June 27, 2025 | The National Interest
Egypt’s Televised Confusion
Egypt’s state-run media has consistently promoted anti-Israeli rhetoric throughout the recent war with Iran—even as the government has tried to stifle the same rhetoric among the people.
June 27, 2025 | The National Interest
Egypt’s Televised Confusion
Egypt’s state-run media has consistently promoted anti-Israeli rhetoric throughout the recent war with Iran—even as the government has tried to stifle the same rhetoric among the people.
Excerpt
Last week, a well-known Egyptian restaurant chain released a promotional image featuring koshary, the country’s national dish, arranged to look like a missile. The hearty street food made from rice, pasta, lentils, chickpeas, and tomato sauce, is not exactly sculptural. But the image, seemingly AI-generated, began circulating on the sixth day of Israel’s Operation Rising Lion—and was widely interpreted as a nod of support for Iran. Tehran’s state-affiliated media celebrated it, even falsely claiming that Israel had threatened the restaurant after it began serving meals styled after Iranian rockets.

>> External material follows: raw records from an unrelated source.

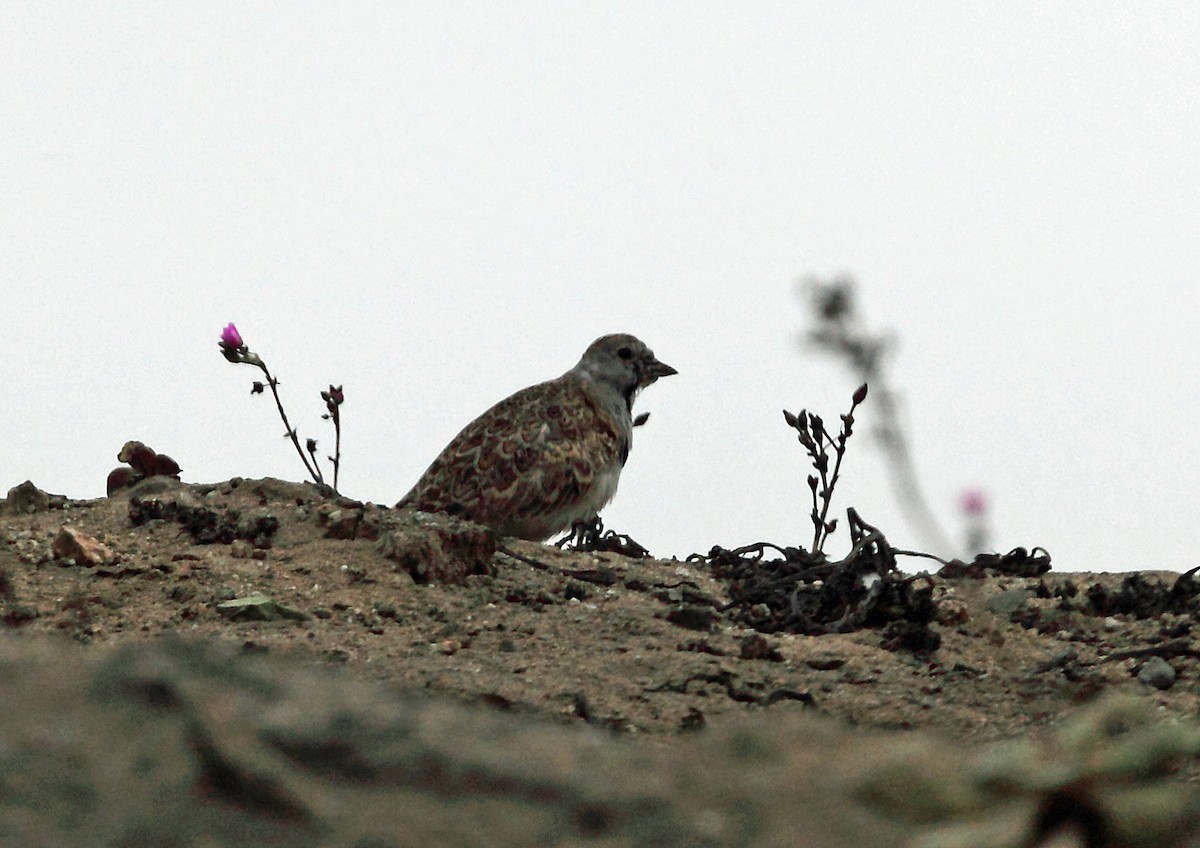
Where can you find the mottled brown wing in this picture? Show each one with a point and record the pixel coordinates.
(532, 453)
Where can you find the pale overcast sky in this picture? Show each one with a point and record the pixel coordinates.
(436, 204)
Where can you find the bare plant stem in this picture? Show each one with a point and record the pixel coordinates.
(291, 432)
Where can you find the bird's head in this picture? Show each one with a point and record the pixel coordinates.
(623, 362)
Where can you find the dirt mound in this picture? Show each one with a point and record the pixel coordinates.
(211, 743)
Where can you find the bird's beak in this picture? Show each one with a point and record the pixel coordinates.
(654, 370)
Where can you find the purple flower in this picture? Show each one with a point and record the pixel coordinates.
(231, 337)
(973, 501)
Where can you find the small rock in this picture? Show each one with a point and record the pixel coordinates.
(241, 548)
(1007, 602)
(951, 611)
(693, 617)
(24, 499)
(259, 608)
(71, 543)
(1158, 673)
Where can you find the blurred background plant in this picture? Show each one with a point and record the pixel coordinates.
(235, 350)
(840, 330)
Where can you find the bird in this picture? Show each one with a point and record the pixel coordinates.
(546, 458)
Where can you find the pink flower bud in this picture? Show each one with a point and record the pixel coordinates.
(231, 337)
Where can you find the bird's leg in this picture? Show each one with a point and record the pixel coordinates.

In Egypt itself, the missile-shaped dish drew little criticism. Instead, it fit comfortably into the dominant narrative being peddled across Egyptian media, painting Iran as the region’s new resistance hero and Israel as weak and unraveling. However, after the image began to draw criticism in Israel, which has been at peace with Egypt for more than four decades, the restaurant quietly took it down and issued a statement claiming the ad had nothing to do with “politics.” The restaurant is a frequent destination for foreign dignitaries and appears well connected to the political establishment—raising the possibility that the removal came at the government’s request.
In today’s Egypt, one can cheer for Tel Aviv’s destruction on national television, but an image of an AI-generated koshary missile might stray too far from the official script. Once a strategic tool, the regime’s narrative has grown so muddled that few seem sure what still counts as acceptable dissent, or acceptable conformity. The incident highlights a growing contradiction at the heart of Egyptian policy—and an increasingly unsustainable dissonance between the government’s geopolitical interests and the populist narratives it tolerates, and even orchestrates, at home.
What appears at first glance to be a silly marketing stunt reflects a small crack in the careful political balancing act built by Egyptian regimes. For decades, Cairo has borrowed the populist language of President Gamal Abdel Nasser, who positioned Egypt as the leader of the Arab resistance to Israel, while maintaining the pragmatic peace-building approach of President Anwar Sadat, who signed Egypt’s historic peace treaty with Israel in 1979. The result is a system that rails against Israel in the public square, even as it preserves strategic coordination behind closed doors.